Esta es la realidad de los equipos que más llaman la atención: nadie puede negar que fue competitiva la Superliga y que se viene más competencia. Pero no hay competitividad por buenos resultados sino por malos funcionamientos, muchos equipos que juegan o jugaron mal, irregularidad, muchas rachas negativas.
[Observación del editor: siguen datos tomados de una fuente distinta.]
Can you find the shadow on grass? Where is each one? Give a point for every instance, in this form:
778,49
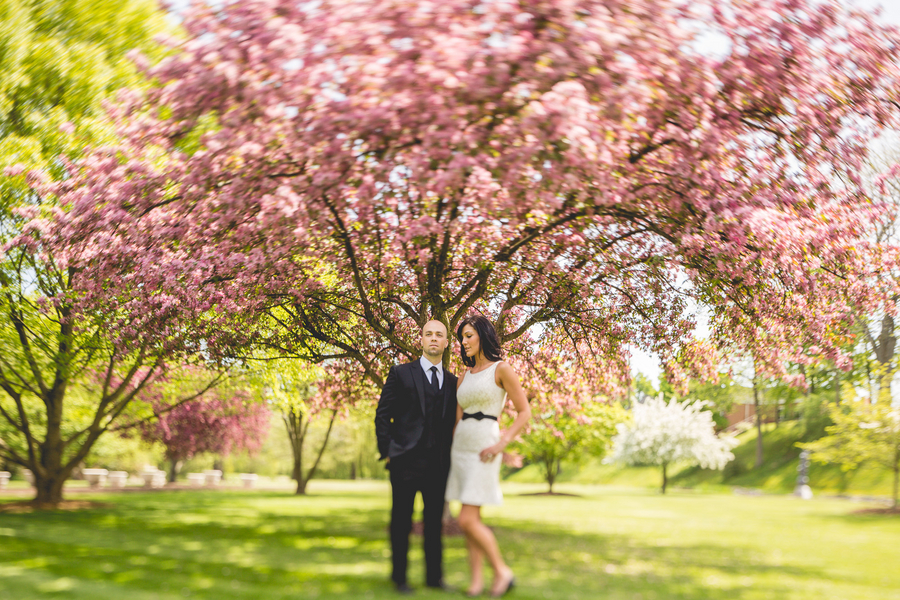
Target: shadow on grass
274,545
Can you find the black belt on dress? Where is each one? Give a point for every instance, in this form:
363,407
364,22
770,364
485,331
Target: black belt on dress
478,416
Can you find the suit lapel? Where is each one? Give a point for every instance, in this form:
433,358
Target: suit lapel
448,382
419,379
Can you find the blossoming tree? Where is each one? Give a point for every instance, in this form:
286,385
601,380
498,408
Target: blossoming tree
663,433
342,171
305,394
60,63
219,422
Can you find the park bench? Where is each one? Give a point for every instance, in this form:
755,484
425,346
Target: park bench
117,479
153,477
95,477
213,476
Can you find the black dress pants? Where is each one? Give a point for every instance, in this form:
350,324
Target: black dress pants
420,471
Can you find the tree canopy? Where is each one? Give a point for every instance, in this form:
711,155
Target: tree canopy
337,173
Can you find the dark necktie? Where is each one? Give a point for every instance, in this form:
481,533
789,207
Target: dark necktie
435,384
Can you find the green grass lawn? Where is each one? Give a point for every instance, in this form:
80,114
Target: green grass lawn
606,542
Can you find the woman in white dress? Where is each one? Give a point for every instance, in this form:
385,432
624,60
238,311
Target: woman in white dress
478,445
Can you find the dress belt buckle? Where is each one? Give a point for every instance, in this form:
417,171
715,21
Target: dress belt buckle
478,416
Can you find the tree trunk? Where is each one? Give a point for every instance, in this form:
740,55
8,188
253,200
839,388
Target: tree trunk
551,470
293,420
756,406
896,484
884,353
49,490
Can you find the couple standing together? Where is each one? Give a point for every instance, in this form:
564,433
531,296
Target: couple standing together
440,436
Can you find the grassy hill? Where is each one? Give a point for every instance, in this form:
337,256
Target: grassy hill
777,475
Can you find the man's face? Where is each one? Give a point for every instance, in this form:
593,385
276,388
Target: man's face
434,339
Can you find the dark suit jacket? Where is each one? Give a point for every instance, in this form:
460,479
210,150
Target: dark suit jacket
399,418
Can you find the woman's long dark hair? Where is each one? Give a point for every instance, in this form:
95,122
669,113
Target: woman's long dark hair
487,336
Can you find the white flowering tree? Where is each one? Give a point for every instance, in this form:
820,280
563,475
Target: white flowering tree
663,433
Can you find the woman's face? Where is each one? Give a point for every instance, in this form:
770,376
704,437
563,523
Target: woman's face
470,342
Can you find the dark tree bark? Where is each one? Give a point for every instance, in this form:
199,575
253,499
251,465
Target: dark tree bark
757,408
297,428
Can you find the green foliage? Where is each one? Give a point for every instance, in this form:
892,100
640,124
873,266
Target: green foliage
861,433
59,61
556,436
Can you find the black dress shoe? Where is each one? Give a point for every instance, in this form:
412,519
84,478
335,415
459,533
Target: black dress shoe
440,585
509,587
403,588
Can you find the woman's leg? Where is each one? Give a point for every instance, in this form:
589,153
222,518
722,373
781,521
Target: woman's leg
483,539
476,566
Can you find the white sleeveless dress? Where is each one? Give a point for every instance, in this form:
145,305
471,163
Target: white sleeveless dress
472,481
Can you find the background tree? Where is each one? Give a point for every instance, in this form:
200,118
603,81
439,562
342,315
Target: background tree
556,435
663,433
60,61
219,422
861,433
319,168
307,394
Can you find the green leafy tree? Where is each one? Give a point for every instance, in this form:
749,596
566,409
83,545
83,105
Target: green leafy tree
307,394
558,436
59,62
861,433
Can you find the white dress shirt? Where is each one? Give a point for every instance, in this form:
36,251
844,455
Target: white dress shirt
426,366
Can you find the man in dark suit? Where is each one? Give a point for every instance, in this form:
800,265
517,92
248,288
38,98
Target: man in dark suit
414,425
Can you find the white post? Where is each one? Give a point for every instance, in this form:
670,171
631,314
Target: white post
117,479
95,477
213,476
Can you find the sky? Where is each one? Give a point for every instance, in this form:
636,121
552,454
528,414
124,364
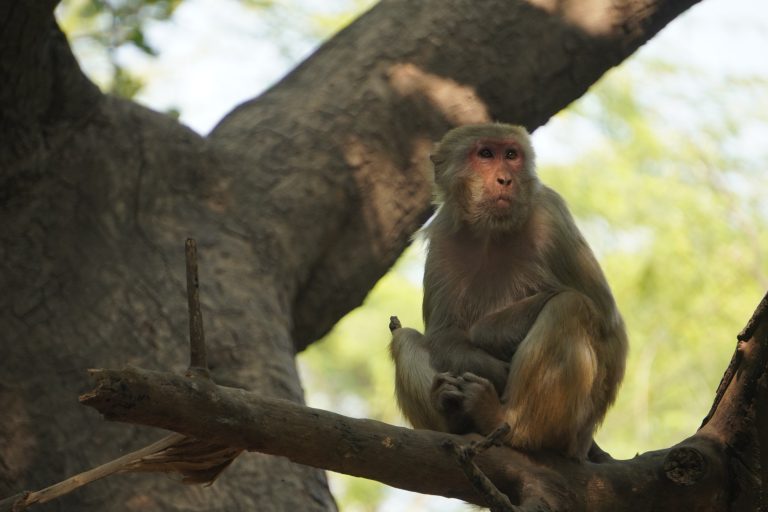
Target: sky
215,54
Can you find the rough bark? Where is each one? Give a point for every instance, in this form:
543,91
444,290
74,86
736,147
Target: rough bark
299,201
719,468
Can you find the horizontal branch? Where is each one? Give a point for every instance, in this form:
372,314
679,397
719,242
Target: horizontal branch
415,460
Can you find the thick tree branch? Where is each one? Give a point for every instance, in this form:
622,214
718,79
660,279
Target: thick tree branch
405,458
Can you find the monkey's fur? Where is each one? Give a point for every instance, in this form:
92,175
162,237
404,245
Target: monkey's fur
520,323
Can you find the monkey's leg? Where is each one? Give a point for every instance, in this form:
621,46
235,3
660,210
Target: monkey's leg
554,395
413,379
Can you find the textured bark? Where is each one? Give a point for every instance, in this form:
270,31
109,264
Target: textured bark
299,201
717,469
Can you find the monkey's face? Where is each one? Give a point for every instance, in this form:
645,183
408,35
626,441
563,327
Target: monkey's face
498,184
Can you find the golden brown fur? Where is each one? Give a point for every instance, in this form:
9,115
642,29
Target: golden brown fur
520,323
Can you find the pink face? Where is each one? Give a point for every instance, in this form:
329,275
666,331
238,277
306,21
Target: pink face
499,163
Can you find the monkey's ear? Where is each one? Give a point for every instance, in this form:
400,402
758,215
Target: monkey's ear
436,158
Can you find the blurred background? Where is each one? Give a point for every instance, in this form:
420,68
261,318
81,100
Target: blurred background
662,162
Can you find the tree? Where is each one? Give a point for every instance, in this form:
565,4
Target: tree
98,194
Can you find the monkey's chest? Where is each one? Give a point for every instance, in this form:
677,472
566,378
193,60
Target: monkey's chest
485,288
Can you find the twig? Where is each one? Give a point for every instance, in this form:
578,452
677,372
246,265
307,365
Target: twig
198,359
465,455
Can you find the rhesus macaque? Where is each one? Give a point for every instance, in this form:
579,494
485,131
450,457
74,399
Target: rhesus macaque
520,323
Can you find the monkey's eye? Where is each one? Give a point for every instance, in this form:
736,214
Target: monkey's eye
485,153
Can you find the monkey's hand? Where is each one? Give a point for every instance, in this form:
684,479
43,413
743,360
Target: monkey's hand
467,402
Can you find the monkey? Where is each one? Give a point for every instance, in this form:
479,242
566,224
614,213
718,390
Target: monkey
520,323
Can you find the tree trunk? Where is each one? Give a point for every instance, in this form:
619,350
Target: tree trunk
299,200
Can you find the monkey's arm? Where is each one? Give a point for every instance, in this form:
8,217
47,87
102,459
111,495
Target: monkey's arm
500,333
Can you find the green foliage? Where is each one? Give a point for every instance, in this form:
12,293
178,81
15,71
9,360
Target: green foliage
673,212
106,26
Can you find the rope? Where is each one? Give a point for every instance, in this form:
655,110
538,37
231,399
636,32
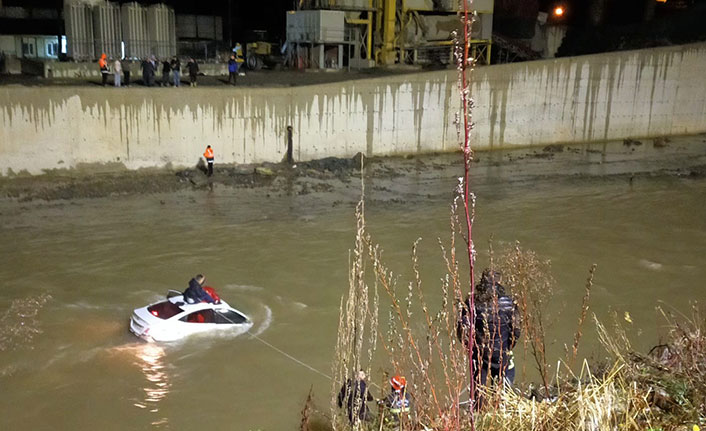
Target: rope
289,356
282,351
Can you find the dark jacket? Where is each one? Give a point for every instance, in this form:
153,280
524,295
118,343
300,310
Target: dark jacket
195,294
398,403
232,66
193,68
354,397
497,326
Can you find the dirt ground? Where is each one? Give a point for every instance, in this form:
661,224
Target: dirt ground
261,78
677,156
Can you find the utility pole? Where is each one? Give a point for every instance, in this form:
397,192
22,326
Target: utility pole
230,24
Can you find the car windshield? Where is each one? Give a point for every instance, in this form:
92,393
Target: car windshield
164,310
210,316
228,316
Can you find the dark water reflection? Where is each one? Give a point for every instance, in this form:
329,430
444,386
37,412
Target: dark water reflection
284,260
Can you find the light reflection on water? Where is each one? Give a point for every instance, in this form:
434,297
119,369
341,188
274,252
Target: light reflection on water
150,360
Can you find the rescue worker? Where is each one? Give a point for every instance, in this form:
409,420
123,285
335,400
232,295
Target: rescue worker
232,70
103,64
148,70
193,68
117,72
126,65
208,155
353,396
497,329
398,401
166,70
176,70
195,293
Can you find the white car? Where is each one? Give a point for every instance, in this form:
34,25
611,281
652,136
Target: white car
173,319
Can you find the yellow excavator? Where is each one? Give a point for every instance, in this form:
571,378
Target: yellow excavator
259,53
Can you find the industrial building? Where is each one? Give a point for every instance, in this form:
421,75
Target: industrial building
366,33
319,34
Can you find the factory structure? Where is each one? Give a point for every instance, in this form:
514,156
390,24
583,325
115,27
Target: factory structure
128,31
366,33
319,34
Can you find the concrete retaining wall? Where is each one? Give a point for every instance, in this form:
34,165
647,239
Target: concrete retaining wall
600,97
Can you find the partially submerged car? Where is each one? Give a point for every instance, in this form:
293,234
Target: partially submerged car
173,319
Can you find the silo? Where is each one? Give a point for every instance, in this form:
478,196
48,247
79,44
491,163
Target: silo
106,30
134,26
78,20
161,30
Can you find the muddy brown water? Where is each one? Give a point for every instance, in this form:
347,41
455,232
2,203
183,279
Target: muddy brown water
639,212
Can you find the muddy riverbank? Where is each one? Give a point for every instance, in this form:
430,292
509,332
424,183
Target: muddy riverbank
89,248
678,156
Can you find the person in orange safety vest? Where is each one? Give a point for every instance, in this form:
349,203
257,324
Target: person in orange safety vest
209,159
103,64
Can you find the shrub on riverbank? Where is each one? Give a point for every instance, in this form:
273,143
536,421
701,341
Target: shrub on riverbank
663,389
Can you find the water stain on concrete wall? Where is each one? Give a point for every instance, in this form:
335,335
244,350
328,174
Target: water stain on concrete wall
599,97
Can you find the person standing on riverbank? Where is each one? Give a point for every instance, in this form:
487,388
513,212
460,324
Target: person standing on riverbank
166,69
232,70
497,329
398,402
208,155
353,396
176,71
103,65
117,72
125,65
193,67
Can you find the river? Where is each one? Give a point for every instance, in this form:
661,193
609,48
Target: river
638,212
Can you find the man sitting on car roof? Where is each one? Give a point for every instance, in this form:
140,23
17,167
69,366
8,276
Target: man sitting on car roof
195,293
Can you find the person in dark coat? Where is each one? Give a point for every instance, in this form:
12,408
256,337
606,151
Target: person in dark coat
398,402
497,329
193,67
176,70
148,70
195,293
166,69
354,395
126,65
232,70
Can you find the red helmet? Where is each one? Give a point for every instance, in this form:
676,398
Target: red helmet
398,382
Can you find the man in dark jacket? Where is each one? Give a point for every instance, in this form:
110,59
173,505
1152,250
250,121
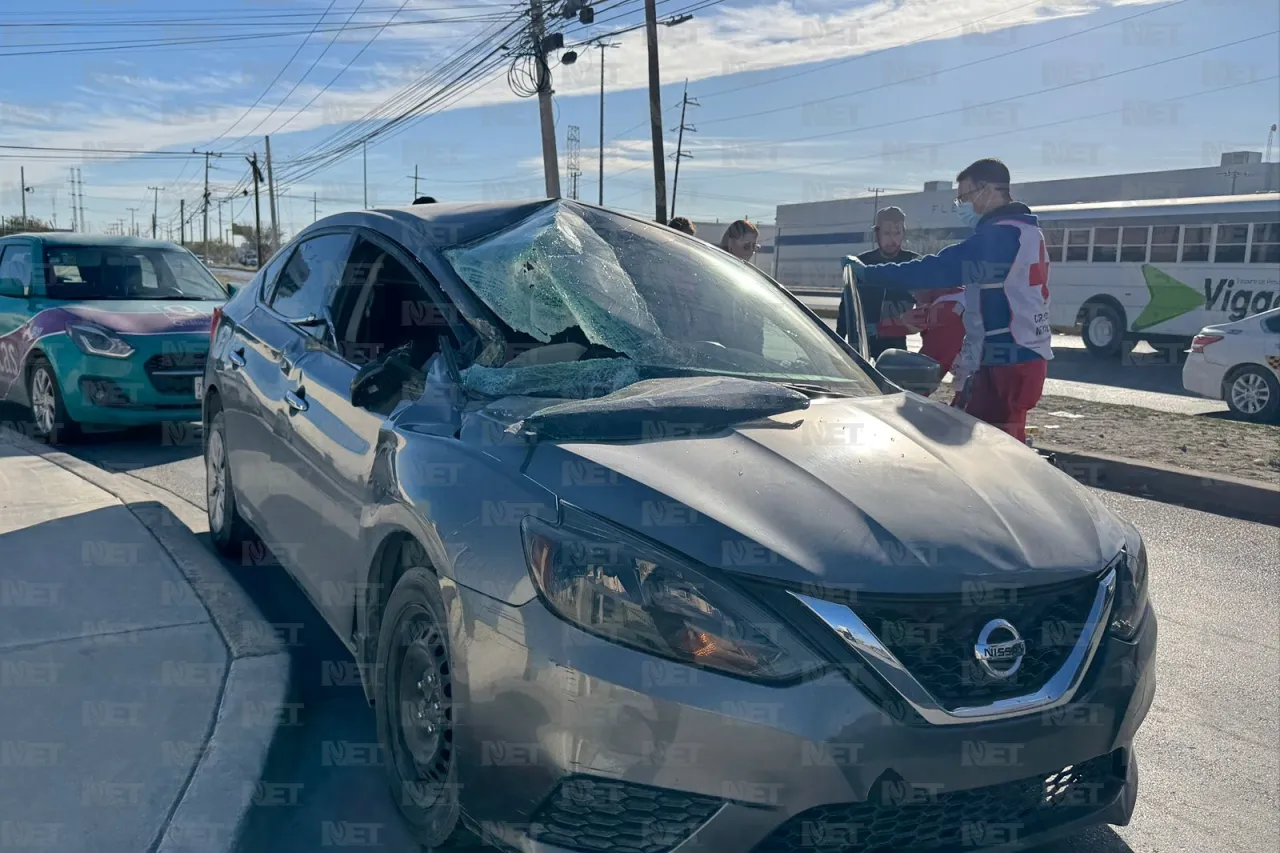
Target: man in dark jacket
1000,373
880,302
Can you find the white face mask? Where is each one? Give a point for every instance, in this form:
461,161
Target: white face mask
967,214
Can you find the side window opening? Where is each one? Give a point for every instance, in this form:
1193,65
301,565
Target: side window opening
1078,245
1196,240
1232,241
384,306
1164,243
1266,243
310,277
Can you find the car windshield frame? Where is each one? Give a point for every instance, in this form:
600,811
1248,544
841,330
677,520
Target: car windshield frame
629,291
177,274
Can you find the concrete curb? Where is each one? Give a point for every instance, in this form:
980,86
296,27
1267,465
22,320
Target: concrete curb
257,690
1219,493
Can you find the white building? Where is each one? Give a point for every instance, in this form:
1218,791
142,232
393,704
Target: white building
812,238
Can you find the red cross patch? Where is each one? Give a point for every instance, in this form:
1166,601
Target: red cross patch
1040,273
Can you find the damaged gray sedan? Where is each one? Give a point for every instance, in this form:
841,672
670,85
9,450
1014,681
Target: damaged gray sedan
635,555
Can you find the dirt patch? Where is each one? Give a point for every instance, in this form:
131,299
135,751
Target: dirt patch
1211,443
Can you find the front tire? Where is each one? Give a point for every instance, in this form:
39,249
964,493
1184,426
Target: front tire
48,409
416,707
1252,393
227,528
1104,331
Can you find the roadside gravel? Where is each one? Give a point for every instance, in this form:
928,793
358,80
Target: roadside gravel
1212,443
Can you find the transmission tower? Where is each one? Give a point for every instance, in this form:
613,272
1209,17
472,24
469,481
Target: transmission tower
575,162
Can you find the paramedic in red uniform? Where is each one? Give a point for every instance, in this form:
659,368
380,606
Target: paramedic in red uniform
938,319
1000,373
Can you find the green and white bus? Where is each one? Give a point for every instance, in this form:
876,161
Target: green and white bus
1159,270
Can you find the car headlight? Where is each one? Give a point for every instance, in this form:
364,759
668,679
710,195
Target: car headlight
92,340
618,587
1132,594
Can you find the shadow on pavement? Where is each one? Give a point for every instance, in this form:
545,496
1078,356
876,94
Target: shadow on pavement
1157,372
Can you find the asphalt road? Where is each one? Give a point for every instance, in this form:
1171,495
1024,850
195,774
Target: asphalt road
1208,752
1146,378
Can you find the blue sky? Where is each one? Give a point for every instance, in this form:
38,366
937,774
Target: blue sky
799,101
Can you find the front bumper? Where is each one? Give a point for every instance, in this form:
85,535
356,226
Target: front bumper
746,767
152,386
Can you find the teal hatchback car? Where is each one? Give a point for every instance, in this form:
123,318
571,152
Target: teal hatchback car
103,331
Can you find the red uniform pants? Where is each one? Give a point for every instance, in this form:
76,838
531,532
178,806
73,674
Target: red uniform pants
1002,395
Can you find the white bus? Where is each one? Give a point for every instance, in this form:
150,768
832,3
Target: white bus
1160,270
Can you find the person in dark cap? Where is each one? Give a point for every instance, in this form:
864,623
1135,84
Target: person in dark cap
681,223
881,302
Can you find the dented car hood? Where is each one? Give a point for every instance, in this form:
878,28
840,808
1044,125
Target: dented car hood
850,492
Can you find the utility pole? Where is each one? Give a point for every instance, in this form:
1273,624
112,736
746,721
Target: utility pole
257,210
1233,174
155,209
876,192
74,217
80,183
270,192
208,199
659,165
602,46
680,144
575,162
547,115
22,173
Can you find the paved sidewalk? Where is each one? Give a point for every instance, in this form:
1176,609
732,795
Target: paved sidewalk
118,712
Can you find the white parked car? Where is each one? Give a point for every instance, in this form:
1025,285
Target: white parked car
1239,363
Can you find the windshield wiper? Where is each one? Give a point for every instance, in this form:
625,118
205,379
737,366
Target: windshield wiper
812,389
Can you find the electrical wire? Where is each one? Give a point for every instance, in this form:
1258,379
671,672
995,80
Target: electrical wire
310,68
941,71
343,69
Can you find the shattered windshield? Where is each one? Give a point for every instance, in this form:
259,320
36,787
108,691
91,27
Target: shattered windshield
594,301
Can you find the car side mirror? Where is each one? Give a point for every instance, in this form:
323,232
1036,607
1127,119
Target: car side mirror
382,379
910,370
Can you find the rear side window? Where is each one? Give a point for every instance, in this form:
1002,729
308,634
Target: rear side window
310,277
14,269
1232,241
1078,243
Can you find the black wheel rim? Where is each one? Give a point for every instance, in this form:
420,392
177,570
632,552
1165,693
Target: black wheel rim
423,707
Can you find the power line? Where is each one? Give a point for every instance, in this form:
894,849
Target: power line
1010,131
1014,97
932,72
310,68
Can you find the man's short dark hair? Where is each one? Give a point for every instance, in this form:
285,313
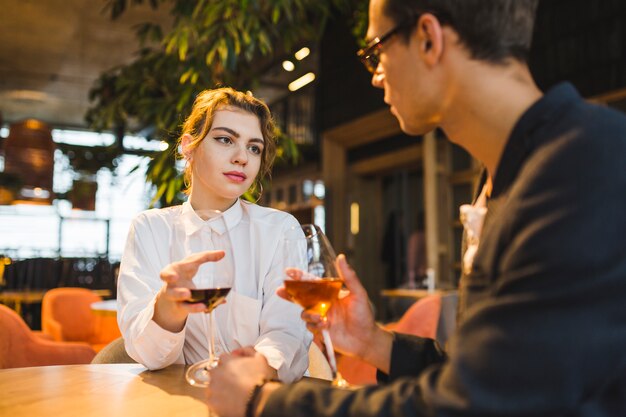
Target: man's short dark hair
491,30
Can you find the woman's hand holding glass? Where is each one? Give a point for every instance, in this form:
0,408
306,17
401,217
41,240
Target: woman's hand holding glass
171,307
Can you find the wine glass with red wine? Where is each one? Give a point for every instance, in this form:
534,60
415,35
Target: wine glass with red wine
213,286
318,286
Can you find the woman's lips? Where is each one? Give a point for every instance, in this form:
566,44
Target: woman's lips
236,176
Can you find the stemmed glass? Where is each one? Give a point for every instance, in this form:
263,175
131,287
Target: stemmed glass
318,285
215,281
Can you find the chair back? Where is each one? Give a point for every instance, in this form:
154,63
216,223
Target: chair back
66,314
114,352
14,334
20,347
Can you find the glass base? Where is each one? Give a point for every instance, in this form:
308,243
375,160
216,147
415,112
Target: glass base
199,374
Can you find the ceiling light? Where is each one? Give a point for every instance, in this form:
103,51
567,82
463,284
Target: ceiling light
302,53
288,66
301,82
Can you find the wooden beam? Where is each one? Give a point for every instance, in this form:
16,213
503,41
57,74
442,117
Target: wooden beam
431,209
395,159
374,126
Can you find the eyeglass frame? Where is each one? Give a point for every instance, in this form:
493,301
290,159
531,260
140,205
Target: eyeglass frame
372,49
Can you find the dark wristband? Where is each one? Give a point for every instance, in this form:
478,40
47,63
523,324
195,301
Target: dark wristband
252,399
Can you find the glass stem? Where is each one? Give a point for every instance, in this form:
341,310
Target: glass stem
212,358
330,352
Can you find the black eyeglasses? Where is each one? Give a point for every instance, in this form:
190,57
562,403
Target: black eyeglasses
370,55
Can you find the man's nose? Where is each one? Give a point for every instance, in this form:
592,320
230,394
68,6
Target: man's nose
377,78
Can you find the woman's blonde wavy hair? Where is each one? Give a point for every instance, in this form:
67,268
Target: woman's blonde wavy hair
199,122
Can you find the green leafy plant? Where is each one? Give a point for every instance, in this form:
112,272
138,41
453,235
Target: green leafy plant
210,43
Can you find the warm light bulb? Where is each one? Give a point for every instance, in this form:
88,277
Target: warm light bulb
302,53
301,82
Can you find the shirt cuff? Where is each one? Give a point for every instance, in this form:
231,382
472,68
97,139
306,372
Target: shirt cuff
159,347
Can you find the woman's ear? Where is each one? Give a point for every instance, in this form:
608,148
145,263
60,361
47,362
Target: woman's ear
185,146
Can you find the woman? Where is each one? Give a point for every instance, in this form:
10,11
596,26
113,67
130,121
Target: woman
228,145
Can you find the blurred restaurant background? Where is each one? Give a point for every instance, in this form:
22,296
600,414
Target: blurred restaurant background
90,106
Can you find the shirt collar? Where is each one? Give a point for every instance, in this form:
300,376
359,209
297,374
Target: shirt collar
192,223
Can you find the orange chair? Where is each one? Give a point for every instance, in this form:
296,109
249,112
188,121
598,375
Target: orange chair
20,347
66,315
421,319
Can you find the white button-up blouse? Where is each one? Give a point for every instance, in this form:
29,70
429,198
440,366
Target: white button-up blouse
253,314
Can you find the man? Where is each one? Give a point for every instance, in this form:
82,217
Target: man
544,328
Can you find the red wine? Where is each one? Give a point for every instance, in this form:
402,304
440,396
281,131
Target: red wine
316,295
210,297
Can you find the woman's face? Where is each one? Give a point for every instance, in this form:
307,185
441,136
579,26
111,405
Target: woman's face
226,162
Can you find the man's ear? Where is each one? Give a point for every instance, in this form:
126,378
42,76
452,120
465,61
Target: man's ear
430,35
185,146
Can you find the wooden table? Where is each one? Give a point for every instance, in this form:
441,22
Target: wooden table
99,391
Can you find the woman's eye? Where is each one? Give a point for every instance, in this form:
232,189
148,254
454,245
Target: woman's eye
223,139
No hay un equipo que se haya lucido por jugar bien en todo el campeonato: capaz Boca y River sacaron más puntos y puede ser que hayan demostrado más. Racing por el momento perdió solo 2 partidos y es el cuarto en la tabla, pero compensa la grosera cantidad de empates: 12 y 9 victorias con Coudet y Beccacece.

Es llamativo ver clubes con dos o incluso tres mandatos técnicos. Especialmente en los grandes. Únicamente River mantuvo su entrenador, Racing y Boca tuvieron dos entrenadores diferentes y San Lorenzo e Independiente tres. Ilógico por donde lo veas, ilógico que el campeón tenga dos entrenadores diferentes y que cambie la cara en tan solo siete partidos. Tenemos que ver a un grande como San Lorenzo con tres técnicos interinos juntos. Un equipo que el torneo que viene tendrá problemas con la tabla de los promedios si no hace una buena Copa Superliga.


Fueron 23 fechas muy dividido con partidos entretenidos y partidos flojos. La capa de afuera muestra una realidad diferente: bueno por fuera y malo por dentro. Cuando inspeccionás equipo por equipo y resultados descubrís cosas que no te imaginabas. No hay que llevarse por el prejuicio, esta Superliga fue muy mala a nivel fútbol.